So (for good reason), we keep noting that if you want to see how the American broadband market really works, you should take a close look at West Virginia. As in most states, a lack of competition keeps broadband prices high and speeds slow, with far too many consumers forced to pay a tidy sum for DSL speeds circa 2002. But the state has also been embroiled in scandal after scandal involving Frontier Communication's mismanagement of taxpayer subsidies that were intended to try and resolve this problem.
Local Charleston Gazette reporter Eric Eyre has quietly done an amazing job the last few years chronicling West Virginia's immense broadband dysfunction, from the State's use of broadband stimulus subsidies on unused, overpowered routers and overpaid, redundant consultants, to state leaders' attempts to bury reports supporting allegations that Frontier engaged in systemic, statewide fraud on the taxpayer dime.

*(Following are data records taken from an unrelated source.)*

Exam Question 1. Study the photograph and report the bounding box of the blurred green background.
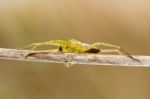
[0,0,150,99]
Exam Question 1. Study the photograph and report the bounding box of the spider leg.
[92,42,139,61]
[101,49,139,61]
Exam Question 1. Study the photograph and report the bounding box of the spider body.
[25,39,139,61]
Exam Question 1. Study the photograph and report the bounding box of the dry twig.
[0,48,150,67]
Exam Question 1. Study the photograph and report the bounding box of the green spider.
[25,39,138,61]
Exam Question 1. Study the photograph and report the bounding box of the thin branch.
[0,48,150,67]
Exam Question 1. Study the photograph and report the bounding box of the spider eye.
[84,48,100,53]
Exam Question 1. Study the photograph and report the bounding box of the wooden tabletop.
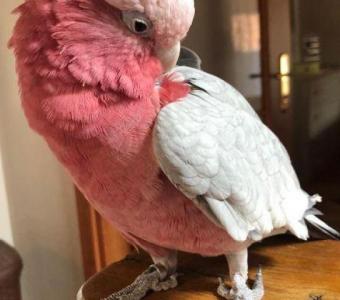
[79,236,340,300]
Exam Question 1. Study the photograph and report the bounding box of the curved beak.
[156,42,181,73]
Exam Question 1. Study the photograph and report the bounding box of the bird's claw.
[217,268,264,300]
[101,265,178,300]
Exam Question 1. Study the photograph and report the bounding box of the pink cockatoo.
[10,0,337,300]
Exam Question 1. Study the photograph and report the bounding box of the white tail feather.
[305,214,340,240]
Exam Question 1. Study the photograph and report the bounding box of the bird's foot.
[102,265,178,300]
[217,268,264,300]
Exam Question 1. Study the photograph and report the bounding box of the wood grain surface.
[82,236,340,300]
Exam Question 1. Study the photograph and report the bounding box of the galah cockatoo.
[10,0,337,300]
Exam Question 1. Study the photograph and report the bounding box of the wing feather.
[154,67,304,241]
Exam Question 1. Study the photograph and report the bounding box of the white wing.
[154,67,309,241]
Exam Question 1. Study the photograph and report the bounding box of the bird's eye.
[122,11,152,37]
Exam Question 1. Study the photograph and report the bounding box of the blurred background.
[0,0,340,300]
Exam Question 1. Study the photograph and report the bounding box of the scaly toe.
[217,268,264,300]
[102,265,177,300]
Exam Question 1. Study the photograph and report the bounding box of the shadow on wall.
[0,0,83,300]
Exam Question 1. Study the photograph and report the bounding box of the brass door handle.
[249,53,294,112]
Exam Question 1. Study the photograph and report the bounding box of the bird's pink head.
[11,0,194,98]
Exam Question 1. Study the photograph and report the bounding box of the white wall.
[0,147,13,245]
[0,0,83,300]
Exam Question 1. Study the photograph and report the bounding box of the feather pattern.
[154,67,316,241]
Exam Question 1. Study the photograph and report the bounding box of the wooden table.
[78,236,340,300]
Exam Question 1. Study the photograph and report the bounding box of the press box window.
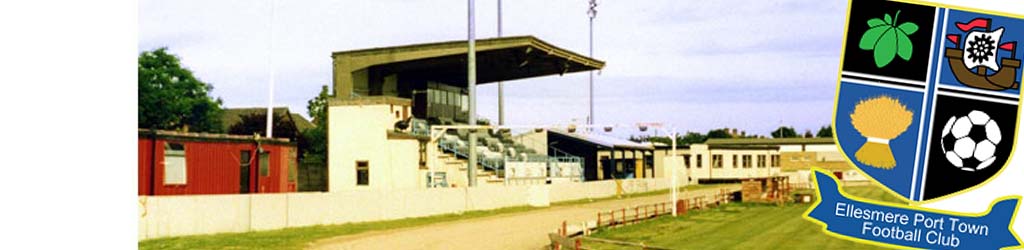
[164,142,188,184]
[355,161,370,185]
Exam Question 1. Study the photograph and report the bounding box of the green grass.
[584,186,899,249]
[138,206,537,249]
[138,184,733,249]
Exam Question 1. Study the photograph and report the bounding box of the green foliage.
[858,10,918,68]
[771,126,800,138]
[815,126,831,138]
[138,48,222,132]
[299,85,330,191]
[630,132,708,145]
[583,185,899,249]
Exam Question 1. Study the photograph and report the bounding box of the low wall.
[138,178,669,240]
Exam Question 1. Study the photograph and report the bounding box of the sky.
[138,0,847,135]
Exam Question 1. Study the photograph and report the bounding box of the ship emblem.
[945,18,1021,90]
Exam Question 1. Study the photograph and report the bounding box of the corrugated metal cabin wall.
[259,144,294,193]
[138,134,298,195]
[184,141,253,194]
[138,137,153,196]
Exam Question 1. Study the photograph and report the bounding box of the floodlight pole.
[466,0,476,186]
[266,0,275,138]
[587,0,597,129]
[671,128,679,217]
[498,0,505,125]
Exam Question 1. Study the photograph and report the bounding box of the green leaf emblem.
[857,10,918,68]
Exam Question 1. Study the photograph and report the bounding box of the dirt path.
[310,185,738,249]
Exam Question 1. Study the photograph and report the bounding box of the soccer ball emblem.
[941,111,1002,172]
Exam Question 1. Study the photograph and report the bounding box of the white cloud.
[139,0,846,126]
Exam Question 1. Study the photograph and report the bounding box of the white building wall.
[328,103,425,192]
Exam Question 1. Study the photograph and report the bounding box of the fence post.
[562,220,569,236]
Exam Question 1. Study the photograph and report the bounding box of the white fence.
[138,178,669,240]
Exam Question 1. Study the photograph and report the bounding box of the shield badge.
[833,0,1024,202]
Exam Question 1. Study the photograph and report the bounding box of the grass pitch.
[584,185,899,249]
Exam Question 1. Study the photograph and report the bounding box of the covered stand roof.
[548,130,654,150]
[332,36,604,96]
[705,137,836,145]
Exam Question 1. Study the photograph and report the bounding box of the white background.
[0,0,1024,249]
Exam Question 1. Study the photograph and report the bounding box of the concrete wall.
[138,178,669,240]
[328,101,425,192]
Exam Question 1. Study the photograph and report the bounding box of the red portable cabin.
[138,129,298,196]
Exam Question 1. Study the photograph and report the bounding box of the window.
[239,151,253,194]
[355,161,370,185]
[461,94,469,112]
[164,142,188,184]
[259,151,270,176]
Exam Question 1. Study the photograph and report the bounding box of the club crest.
[833,1,1024,202]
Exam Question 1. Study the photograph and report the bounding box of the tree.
[299,85,330,192]
[302,85,330,164]
[771,126,800,138]
[678,132,708,144]
[138,48,223,132]
[816,126,831,138]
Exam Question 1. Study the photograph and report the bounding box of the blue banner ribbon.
[805,170,1021,249]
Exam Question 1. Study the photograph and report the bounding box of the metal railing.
[437,141,505,172]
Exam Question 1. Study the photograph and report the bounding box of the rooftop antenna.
[266,0,275,138]
[498,0,505,126]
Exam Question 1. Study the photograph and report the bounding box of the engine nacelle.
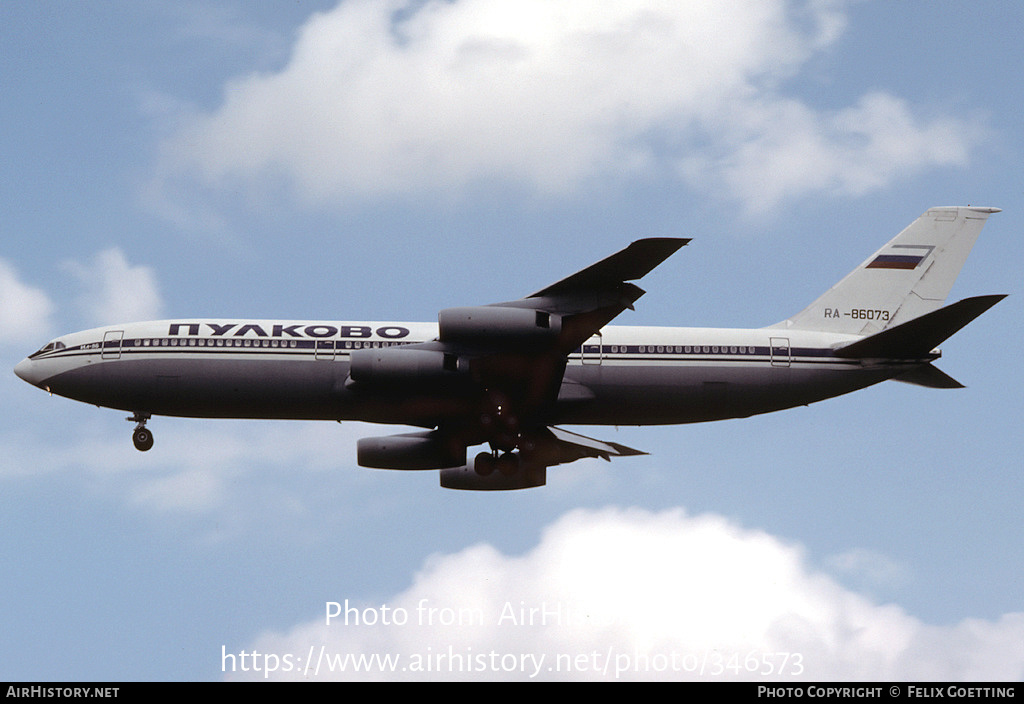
[348,347,466,384]
[437,306,562,343]
[355,431,466,470]
[440,454,548,491]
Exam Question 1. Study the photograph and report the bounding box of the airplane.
[14,206,1005,490]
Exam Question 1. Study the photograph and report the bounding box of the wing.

Eyre is back again directing readers to a new report by the US Commerce Department's Office of Inspector General (pdf) which found that Frontier pretty consistently tried to game the subsidy system, imposing various "loading" and "invoice processing" fees -- outlawed by federal grant rules governing stimulus funding -- on to invoices submitted to the state. Frontier consistently used these fees to pad their bills to the tune of $4.7 million, and internal memos feature employees clearly demonstrating that Frontier saw this bill padding as a way to glean some additional profit on the taxpayer's dime:
The scathing, 31-page report declared the payments "unreasonable" and "unallowable." Meanwhile, Frontier saw the tacked-on charges as a “revenue opportunity,” according to an internal company email cited in the report. Frontier employees referred to the extra fees as “markups” and “profit."
Keep in mind Frontier had already been fighting a lawsuit alleging that it used a wide variety of tricks to both jack up its original estimates for broadband deployment -- and ensure any subsidies would only be used to shore up Frontier's internal networks, and not to improve overall broadband penetration and competition in the state. This new report notes that one of the tricks used by Frontier was to order and store a massive amount of unused fiber for future "repairs," allowing it to bill more than projects actually cost:
"What’s more, Frontier misled the public about the amount of unused fiber cable — called “maintenance coil” — the company installed across the state, according to the report. The extra fiber, which is stored at public facilities and used for repairs, drove up the broadband expansion project’s cost. Frontier wound up placing 49 miles of spooled-up, unused fiber across West Virginia — four times the amount the company had disclosed to state officials, according to the report.
Unsurprisingly, Frontier insists it has done nothing wrong, despite years of similar allegations across the state. This is the same Frontier that just got done firing a seven year employee because, at his part-time job as West Virginia senate leader, he voted for a new law that would actually help improve broadband penetration and competition in the state. Oddly, state officials (many of the same ones that tried to bury reports alleging the same sort of thing earlier) aren't commenting on the report's findings.
It should be noted that this is how state politics has worked for years for the likes of AT&T and Verizon, who long found it easy to gobble up subsidies and tax breaks, then pay state lawmakers and regulators to look the other way when it came time for accountability over how subsidies are spent. More often than not, these companies are simultaneously being allowed to quite literally write state telecommunications law ensuring that competition in the broadband sector remains muted. All while everybody in the chain professes their unwavering dedication to free markets and consumer welfare.
But Frontier has neither the competency nor the legal and accounting firepower of its larger counterparts, and as it has stumbled closer to bankruptcy courtesy of some questionable business decisions over the last few years, keeping formerly loyal state politicians and regulators consistently looking the other direction has proven increasingly difficult. Still, believing that this ends with anything even remotely resembling accountability and justice remains a very risky wager.